Der Airbus A350-900 (Registrierung B-32DN) von Air China, Flug CA967, war auf dem Weg von Shanghai Pudong nach Mailand Malpensa. Er stieg unerklärlicherweise von einer Flughöhe von 10.394 Metern (34.100 Fuß) auf 10.973 Meter (36.000 Fuß) auf. Dies führte ihn direkt in den Flugweg der Boeing 767-300ER/BCF (Registrierung B-220R) von SF Airlines, Flug O3-128, die in 10.668 Metern (35.000 Fuß) von Budapest nach Ezhou unterwegs war. Der kritische Vorfall ereignete sich über der gebirgigen Tuva-Region nahe der mongolischen Grenze, einem Bereich, der als wichtiger Luftkorridor zwischen Europa und Asien dient.

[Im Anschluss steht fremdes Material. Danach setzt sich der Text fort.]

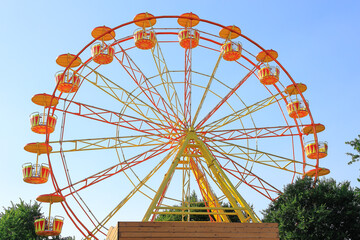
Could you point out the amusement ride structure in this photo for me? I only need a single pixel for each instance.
(178, 104)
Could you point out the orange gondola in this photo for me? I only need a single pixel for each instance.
(297, 109)
(102, 54)
(189, 38)
(319, 172)
(231, 51)
(144, 39)
(269, 75)
(35, 173)
(312, 149)
(49, 226)
(42, 123)
(67, 81)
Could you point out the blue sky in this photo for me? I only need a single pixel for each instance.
(317, 42)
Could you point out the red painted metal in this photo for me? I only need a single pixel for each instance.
(187, 87)
(167, 113)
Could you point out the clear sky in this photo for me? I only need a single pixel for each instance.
(317, 42)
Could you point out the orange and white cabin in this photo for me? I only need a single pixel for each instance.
(231, 51)
(67, 81)
(317, 172)
(312, 150)
(269, 75)
(42, 123)
(35, 173)
(189, 38)
(297, 109)
(48, 227)
(144, 39)
(102, 54)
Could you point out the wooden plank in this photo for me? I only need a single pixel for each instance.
(195, 235)
(196, 224)
(218, 238)
(198, 229)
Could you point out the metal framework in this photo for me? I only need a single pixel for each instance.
(181, 120)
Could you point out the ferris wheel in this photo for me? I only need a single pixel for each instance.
(160, 106)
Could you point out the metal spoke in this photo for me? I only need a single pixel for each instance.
(167, 81)
(245, 154)
(112, 117)
(240, 113)
(148, 89)
(252, 133)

Das automatische Traffic Collision Avoidance System (TCAS), ein wichtiges Sicherheitssystem in modernen Flugzeugen, wurde bei beiden Maschinen ausgelöst und forderte die Piloten zu sofortigen Ausweichmanövern auf, die eine Katastrophe verhinderten. Radardaten bestätigten die schnelle Annäherung der Flugzeuge in Reiseflughöhe. Audioaufnahmen des Funkverkehrs, die öffentlich wurden, offenbarten chaotische Funkgespräche zwischen überforderten russischen Fluglotsen und mehreren Piloten. In einem der Gespräche fragte der Lotse den Air China-Piloten, ob der Steigflug angewiesen worden sei, worauf der Pilot lediglich knapp mit „Nein. Danke.“ antwortete.

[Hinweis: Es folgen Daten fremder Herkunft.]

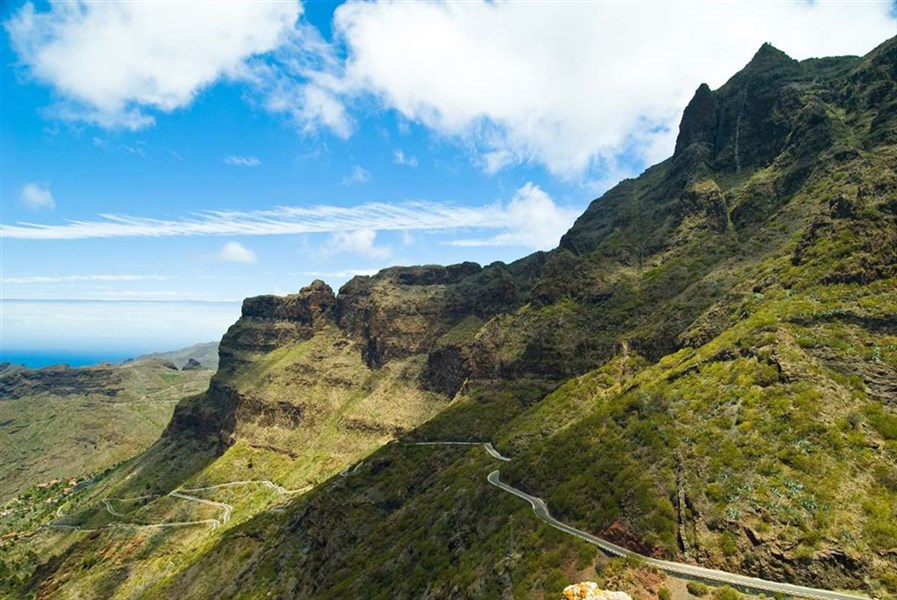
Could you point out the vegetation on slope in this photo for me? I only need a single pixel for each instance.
(704, 370)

In einem nachfolgenden Gespräch zwischen den beiden Air China-Piloten in Mandarin stellte der Kapitän der SF Airlines die Handlungen der Air China-Besatzung in Frage und bezeichnete die Höhenkreuzung als „sehr unangemessen“. Der Air China-Pilot schien die Schuld bei einer „verwirrenden“ Fluglotsin zu suchen und räumte ein, daß ein formeller Zwischenfallbericht erforderlich sei. Die chinesische Zivilluftfahrtbehörde (CAAC), Air China und SF Airlines haben sich bisher nicht öffentlich zu dem Vorfall geäußert. Die Ursache des nicht genehmigten Manövers wird noch untersucht, wobei Fehlkommunikation oder mißverstandene Anweisungen als mögliche Gründe in Betracht gezogen werden. Dieser Vorfall trägt zu den wachsenden globalen Bedenken hinsichtlich der Flugsicherheit und der Koordination zwischen Piloten und Fluglotsen bei.